The offensive line unit did have some key departures, including position coach Justin Frye, during the offseason, but there’s enough returning experience to help keep up with last year’s production.
The line’s interior will feature center Sam Marrazzo and a combination of Jon Gaines II, Duke Clemens and Atonio Mafi at two guard spots.
There’s still a sense of competition for the two tackle spots that could carry on throughout the final week of camp. Last year’s starter were Alec Anderson and Sean Rhyan, who decided to forgo their remaining eligibility to pursue careers in the NFL.
Rhyan was drafted by the Green Bay Packers in the third round with the 92nd overall pick, after starting at left tackle for all 31 games during his three years with the Bruins. Anderson started 20 games during his four years with the program before signing with the Buffalo Bills as an undrafted free agent.
Raiqwon O’Neal, a redshirt junior transfer from Rutgers, appears to be the solution for the void left by Rhyan on the left side of the line.
“While losing Sean and Alec who had a lot of experience, it’s great to have another guy come in with the same amount of experience,” Mafi said. “Most of us have played a lot before, so just having another guy that has the experience, even though it was in the Big Ten (Conference), is good for us.”
O’Neal has already left an early impression on members of the program, following his arrival in late June.
“He has really good football acumen,” coach Chip Kelly said. “He’s a smart kid when it comes to football. … We’re impressed with his retention and his athleticism.”

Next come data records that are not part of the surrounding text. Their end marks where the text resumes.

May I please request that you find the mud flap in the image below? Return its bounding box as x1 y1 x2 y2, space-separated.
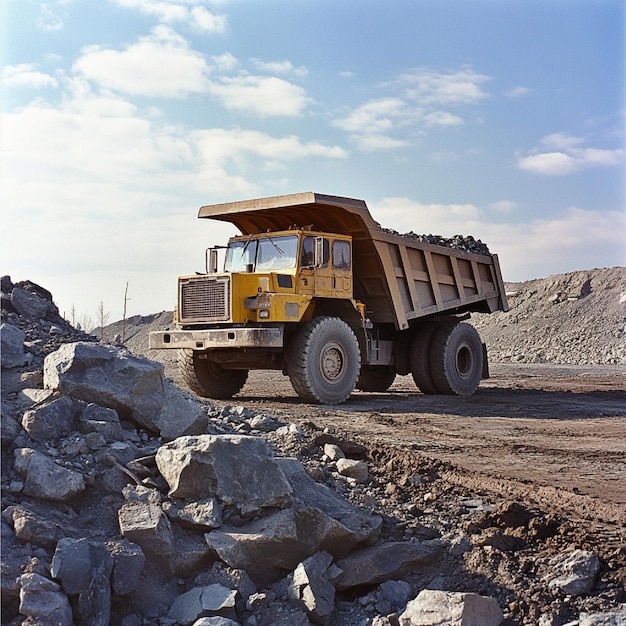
480 343 489 380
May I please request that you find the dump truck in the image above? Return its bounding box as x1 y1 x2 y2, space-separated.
149 192 508 404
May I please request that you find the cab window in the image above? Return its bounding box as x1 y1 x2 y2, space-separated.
333 240 350 270
300 237 330 267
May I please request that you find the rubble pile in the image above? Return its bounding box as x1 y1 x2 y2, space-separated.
1 278 626 626
471 267 626 365
383 228 491 256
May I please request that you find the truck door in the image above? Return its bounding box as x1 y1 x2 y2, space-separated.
299 236 352 298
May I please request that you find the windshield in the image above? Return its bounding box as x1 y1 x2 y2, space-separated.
224 235 298 272
224 239 257 272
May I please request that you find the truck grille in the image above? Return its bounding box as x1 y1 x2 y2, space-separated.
178 276 230 324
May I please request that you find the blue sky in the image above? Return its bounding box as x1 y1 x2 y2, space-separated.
0 0 626 319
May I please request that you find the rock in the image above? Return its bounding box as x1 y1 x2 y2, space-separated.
156 435 292 517
0 412 24 448
15 448 85 502
79 402 124 443
324 443 346 461
379 580 411 611
399 589 504 626
0 323 30 369
578 604 626 626
249 415 281 433
18 573 74 626
192 615 240 626
11 287 58 319
277 458 382 558
117 502 173 555
44 342 164 430
50 538 113 626
168 584 237 625
204 509 316 585
288 552 339 624
166 498 222 531
153 380 209 441
335 541 439 589
337 459 369 483
44 342 208 439
22 396 82 442
546 550 600 595
106 540 146 596
3 505 65 548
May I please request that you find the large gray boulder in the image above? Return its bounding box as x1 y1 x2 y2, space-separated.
546 550 600 595
156 435 292 518
22 396 82 442
0 323 30 369
336 541 439 589
287 552 340 624
18 573 74 626
117 501 174 556
15 448 85 502
204 508 316 585
168 583 237 626
276 458 383 558
44 342 208 439
400 589 504 626
50 538 113 626
11 287 54 319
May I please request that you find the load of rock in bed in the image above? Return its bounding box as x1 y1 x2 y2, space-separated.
383 228 491 256
1 280 626 626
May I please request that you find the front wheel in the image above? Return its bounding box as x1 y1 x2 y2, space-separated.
287 317 361 404
178 349 248 400
430 324 483 396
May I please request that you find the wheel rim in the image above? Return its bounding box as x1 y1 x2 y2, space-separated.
456 343 474 380
320 341 346 383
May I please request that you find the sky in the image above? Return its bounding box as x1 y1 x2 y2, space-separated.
0 0 626 321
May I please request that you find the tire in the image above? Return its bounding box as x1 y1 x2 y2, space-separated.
178 349 248 400
430 324 483 396
287 317 361 404
410 324 440 394
356 365 396 391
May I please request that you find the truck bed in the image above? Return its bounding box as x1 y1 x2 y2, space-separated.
198 192 508 330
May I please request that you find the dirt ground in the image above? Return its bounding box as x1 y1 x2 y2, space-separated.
190 364 626 538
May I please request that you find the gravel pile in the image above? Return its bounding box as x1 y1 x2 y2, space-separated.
471 267 626 365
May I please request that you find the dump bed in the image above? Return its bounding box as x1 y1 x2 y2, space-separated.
198 192 508 330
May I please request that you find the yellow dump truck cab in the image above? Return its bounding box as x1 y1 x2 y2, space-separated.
150 192 507 404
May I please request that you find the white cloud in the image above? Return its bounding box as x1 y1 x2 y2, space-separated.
209 75 311 117
370 198 626 281
398 69 491 106
504 86 530 98
0 63 59 89
489 200 517 213
424 111 465 128
35 2 63 31
0 81 347 319
114 0 227 33
332 69 490 150
250 59 309 77
518 133 626 176
72 26 210 98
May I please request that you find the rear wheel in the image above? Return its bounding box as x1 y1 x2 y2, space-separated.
178 349 248 400
430 324 483 396
287 317 361 404
410 324 439 394
356 365 396 391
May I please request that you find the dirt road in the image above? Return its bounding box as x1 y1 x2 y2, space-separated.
208 364 626 527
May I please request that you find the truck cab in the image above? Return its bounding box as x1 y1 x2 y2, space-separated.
150 192 508 404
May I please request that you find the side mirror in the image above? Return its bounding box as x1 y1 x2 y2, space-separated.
313 237 324 267
207 249 217 274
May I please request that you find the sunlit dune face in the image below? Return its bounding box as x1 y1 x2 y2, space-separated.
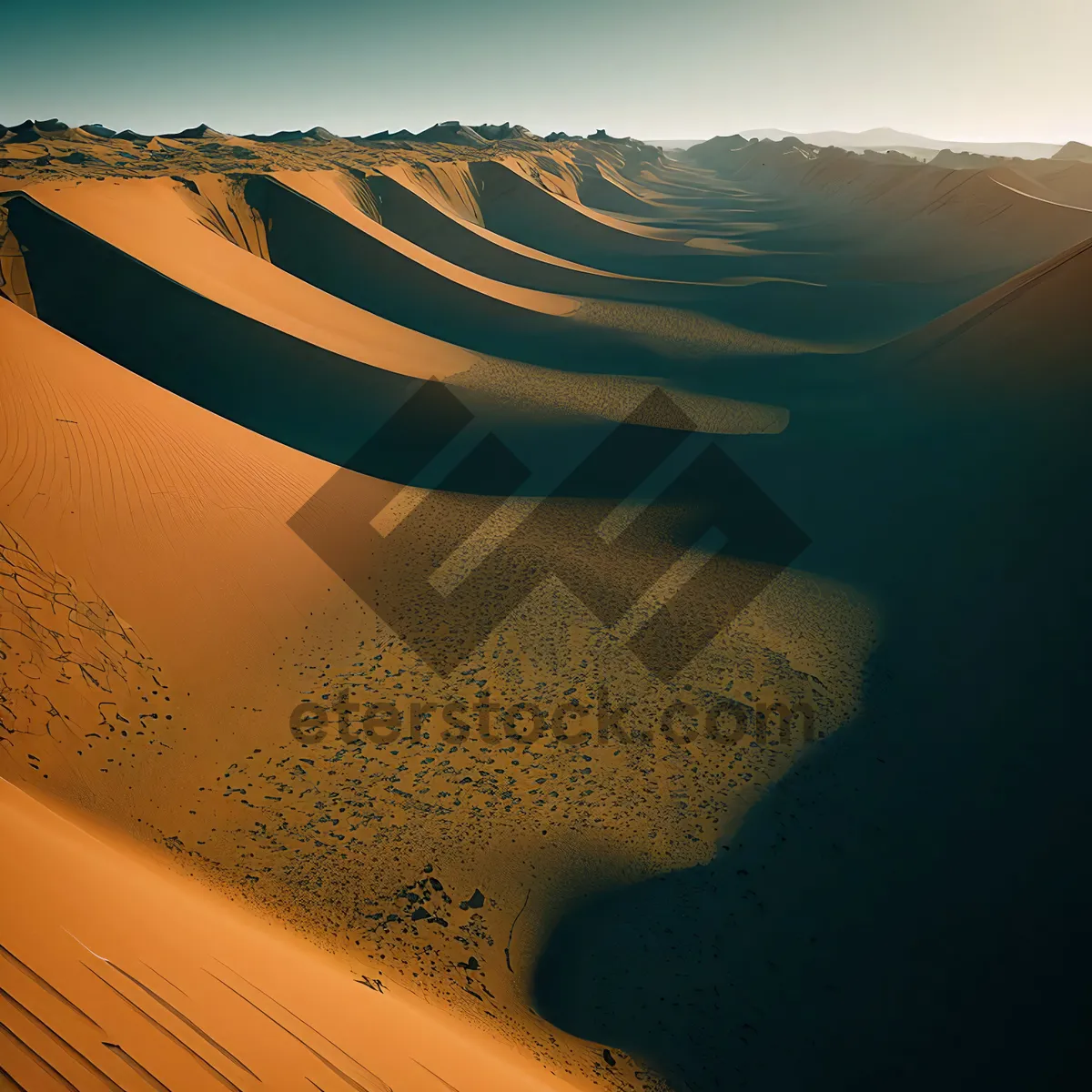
6 126 1092 1092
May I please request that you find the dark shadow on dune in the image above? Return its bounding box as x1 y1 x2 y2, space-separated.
7 196 760 496
364 164 1020 345
246 177 707 375
536 345 1092 1092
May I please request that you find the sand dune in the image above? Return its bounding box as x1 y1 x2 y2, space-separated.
0 119 1092 1092
0 275 868 1080
0 780 580 1092
884 239 1092 398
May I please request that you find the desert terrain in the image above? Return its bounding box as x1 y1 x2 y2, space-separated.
0 119 1092 1092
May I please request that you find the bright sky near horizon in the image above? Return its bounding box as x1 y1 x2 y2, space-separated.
8 0 1092 143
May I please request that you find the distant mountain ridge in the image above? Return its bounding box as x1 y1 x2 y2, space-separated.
733 126 1061 159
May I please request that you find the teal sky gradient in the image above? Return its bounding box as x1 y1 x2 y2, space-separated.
0 0 1092 143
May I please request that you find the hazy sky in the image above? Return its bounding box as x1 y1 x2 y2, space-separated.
0 0 1092 142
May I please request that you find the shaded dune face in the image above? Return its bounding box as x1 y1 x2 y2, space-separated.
0 134 1087 1092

O’Neal was the starter at left tackle for 21 of the 32 games he played at Rutgers.
The Bruins’ veteran offensive linemen are able to use their experience to help O’Neal and Jaylan Jeffers, a transfer from Oregon, with the terminology that is different from their previous programs.
True freshman Sam Yoon (Loyola High) has also received high praise from the veterans ahead of him.
“He’s coming in and picked up on stuff really fast,” Marrazzo said about Yoon. “He’s really mature and takes all of his notes and I couldn’t be happier with where we are all going.”
Marrazzo said he’s back at full strength throughout training camp, after overcoming leg injuries in each of the past two seasons. His absence created a need for the other Bruins to be versatile and play at other positions along the line.
“Versatility is always big on this offensive line so everybody’s getting reps everywhere,” Gaines said. “Everyone’s competing really hard and that’s just going to make the best five rise.”
Kelly and Drevno continue to work through the rest of the training camp to find the answer at right tackle, which is one of the remaining position battles.
Redshirt freshman Garrett DiGiorgio and redshirt senior Tyler Manoa are among the potential candidates for the job.
DiGiorgio received praise for how quickly he was coming along as a true freshman last season but saw limited action, playing in the season opener against Hawaii and one start at right tackle against Utah.
Manoa played in 41 games as a defensive lineman or as a special teams player over the last four years but is now on the offensive line in search of a new opportunity.
Manoa became the fourth defensive lineman in as many years to make the switch over to offense.